Hybrid working is now embedded, cloud applications proliferate, and data moves continuously between users, devices and locations. UK organisations now manage more cloud identities than traditional endpoints, and more than half of enterprise traffic originates outside the office. As a result, network reliability, security and performance have shifted from operational concerns to board-level priorities.
In this landscape, traditional upgrade cycles are struggling. Infrastructure ages faster than planned, vulnerabilities emerge sooner, and the cost and disruption of major refresh projects often outweigh their short-term value. Rip and replace was manageable when networks evolved slowly and most services lived on-premises. Today, with digital change accelerating every quarter, it has become both financially and operationally misaligned with the pace of business.
CIOs increasingly need an alternative – a way to improve security and performance without dismantling what already works; a way to modernise continuously instead of in disruptive, high-risk increments. Secure Access Service Edge (SASE) provides that alternative, offering a more flexible and sustainable approach to network transformation.
SASE brings together networking and security into a single, cloud-delivered architecture built around identity and context. Rather than relying on physical appliances and perimeter-based controls, SASE applies consistent security and access policies wherever users connect. It provides a unified platform for Zero Trust access, cloud inspection, secure connectivity and centralised policy management, all delivered at the edge.
Within this model, modernisation becomes something organisations can achieve progressively, capability by capability, instead of through large, disruptive refresh cycles.
A defining strength of SASE is its ability to enhance rather than replace. Because core intelligence – from inspection to policy enforcement – lives in the cloud, modern capabilities can be introduced without retiring existing infrastructure immediately.

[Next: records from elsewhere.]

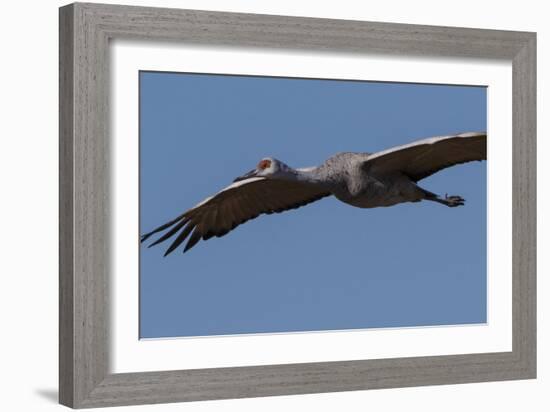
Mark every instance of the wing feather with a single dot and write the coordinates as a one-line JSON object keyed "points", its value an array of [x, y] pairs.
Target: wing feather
{"points": [[423, 158], [236, 204]]}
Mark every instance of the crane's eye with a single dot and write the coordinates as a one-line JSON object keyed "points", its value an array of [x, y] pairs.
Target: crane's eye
{"points": [[264, 164]]}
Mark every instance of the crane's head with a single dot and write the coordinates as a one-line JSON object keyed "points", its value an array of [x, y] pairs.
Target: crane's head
{"points": [[268, 167]]}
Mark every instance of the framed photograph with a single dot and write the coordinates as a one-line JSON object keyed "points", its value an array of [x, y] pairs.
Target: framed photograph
{"points": [[257, 205]]}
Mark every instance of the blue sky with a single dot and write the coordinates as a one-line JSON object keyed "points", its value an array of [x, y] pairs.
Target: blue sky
{"points": [[327, 265]]}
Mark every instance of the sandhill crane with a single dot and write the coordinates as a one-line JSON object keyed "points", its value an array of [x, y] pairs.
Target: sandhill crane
{"points": [[363, 180]]}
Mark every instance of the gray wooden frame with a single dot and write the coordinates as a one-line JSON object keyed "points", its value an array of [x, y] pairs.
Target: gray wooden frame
{"points": [[85, 31]]}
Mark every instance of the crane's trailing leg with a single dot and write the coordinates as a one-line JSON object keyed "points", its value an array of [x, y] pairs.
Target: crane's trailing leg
{"points": [[451, 201]]}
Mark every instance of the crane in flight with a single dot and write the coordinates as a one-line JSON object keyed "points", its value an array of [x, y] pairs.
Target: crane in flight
{"points": [[364, 180]]}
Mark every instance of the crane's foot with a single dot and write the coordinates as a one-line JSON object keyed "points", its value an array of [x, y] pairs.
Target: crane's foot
{"points": [[452, 201]]}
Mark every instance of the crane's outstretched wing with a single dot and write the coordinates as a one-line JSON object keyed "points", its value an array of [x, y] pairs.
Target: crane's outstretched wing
{"points": [[234, 205], [423, 158]]}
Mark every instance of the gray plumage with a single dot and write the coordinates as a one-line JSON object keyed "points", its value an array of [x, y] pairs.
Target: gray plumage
{"points": [[363, 180]]}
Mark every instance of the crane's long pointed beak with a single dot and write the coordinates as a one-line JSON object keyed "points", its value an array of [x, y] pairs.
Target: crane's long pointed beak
{"points": [[248, 175]]}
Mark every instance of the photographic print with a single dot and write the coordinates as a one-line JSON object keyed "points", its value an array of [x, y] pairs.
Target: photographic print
{"points": [[281, 205]]}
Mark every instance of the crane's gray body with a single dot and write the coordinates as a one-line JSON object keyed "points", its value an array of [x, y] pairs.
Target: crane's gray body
{"points": [[347, 178], [364, 180]]}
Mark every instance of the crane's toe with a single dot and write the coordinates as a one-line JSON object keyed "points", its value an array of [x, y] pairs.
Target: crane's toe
{"points": [[453, 201]]}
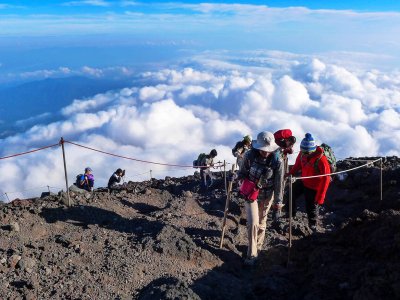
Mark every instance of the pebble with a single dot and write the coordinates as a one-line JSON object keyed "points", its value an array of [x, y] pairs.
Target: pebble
{"points": [[14, 226]]}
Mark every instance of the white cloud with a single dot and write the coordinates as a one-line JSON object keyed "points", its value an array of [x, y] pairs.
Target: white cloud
{"points": [[88, 3], [92, 71], [181, 112]]}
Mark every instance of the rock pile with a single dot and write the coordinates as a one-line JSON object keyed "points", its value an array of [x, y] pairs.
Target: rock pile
{"points": [[159, 239]]}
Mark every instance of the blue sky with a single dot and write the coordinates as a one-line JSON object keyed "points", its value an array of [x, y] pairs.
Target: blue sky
{"points": [[70, 32], [332, 66], [49, 6]]}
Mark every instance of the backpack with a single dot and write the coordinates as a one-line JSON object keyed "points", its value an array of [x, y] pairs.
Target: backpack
{"points": [[330, 156], [78, 180], [197, 162]]}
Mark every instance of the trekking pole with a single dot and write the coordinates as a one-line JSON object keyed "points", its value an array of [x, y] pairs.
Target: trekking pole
{"points": [[228, 196], [65, 170], [381, 178], [225, 176], [290, 216]]}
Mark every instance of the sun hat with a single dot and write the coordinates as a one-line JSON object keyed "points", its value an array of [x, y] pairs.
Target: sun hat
{"points": [[265, 142], [247, 139], [308, 143]]}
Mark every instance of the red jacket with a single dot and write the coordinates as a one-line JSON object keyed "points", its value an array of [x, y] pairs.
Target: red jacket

This means organisations can phase out legacy VPNs, firewalls and proxies gradually, shifting controls to the SASE fabric as teams are ready. This protects previous investment, reduces operational risk and avoids the single-event disruption associated with traditional refresh programmes.
Zero Trust is increasingly expected by boards, insurers and regulators, but implementing it on top of legacy architecture can be complex. SASE embeds Zero Trust principles into its design, allowing identity-first access to be introduced incrementally. Remote workers, cloud applications or specific high-risk groups can be prioritised first, with the model expanding as maturity grows. This staged approach enables a strategic security shift without overwhelming teams or slowing delivery.
SASE’s modularity gives CIOs the flexibility to begin with the areas that matter most. Whether the pressure is unreliable VPN performance, fragmented security tooling, inconsistent cloud visibility or branch connectivity challenges, SASE allows targeted improvements that deliver immediate impact. Each new capability stands on its own, yet contributes to a cohesive architectural evolution. This creates a rhythm of early wins – visible improvements that build momentum and strengthen stakeholder confidence.
Perhaps the most transformative aspect of SASE is the shift in operating model. New sites, applications or services can be onboarded quickly, without the lengthy engineering cycles associated with legacy networks. Policies can be updated centrally and applied everywhere in minutes. Continuous cloud-delivered updates ensure the environment remains current without additional hardware investment. Instead of ageing the moment it is deployed – a common issue cited by UK CIOs – the network becomes a living platform that adapts to change as it happens.
Incremental modernisation delivers advantages that rip and replace cannot match. It avoids high-risk cutovers at a time when organisations depend on uninterrupted operations. It replaces large, infrequent capital events with predictable operational expenditure. It enables teams to build capability steadily rather than navigating a single, overwhelming transition. And critically, it ensures that modernisation aligns with the organisation’s needs – keeping pace with evolving applications, new security expectations, and changing workforce behaviour.
Steady progress creates confidence. Teams see improvement rather than disruption. Leaders can demonstrate value earlier. Change becomes a continuous habit, not a rare, stressful event.
SASE offers a practical, measured alternative to the outdated cycle of rip and replace. It enables organisations to strengthen their architecture step by step, modernising without pause, rebuilding without disruption, and improving security without overspending. For CIOs, this is not just a technical evolution but a strategic one – a shift from reactive infrastructure management to proactive, business-aligned modernisation.
It’s a model that grows with the organisation, protects existing investment and ensures the network remains ready for whatever comes next.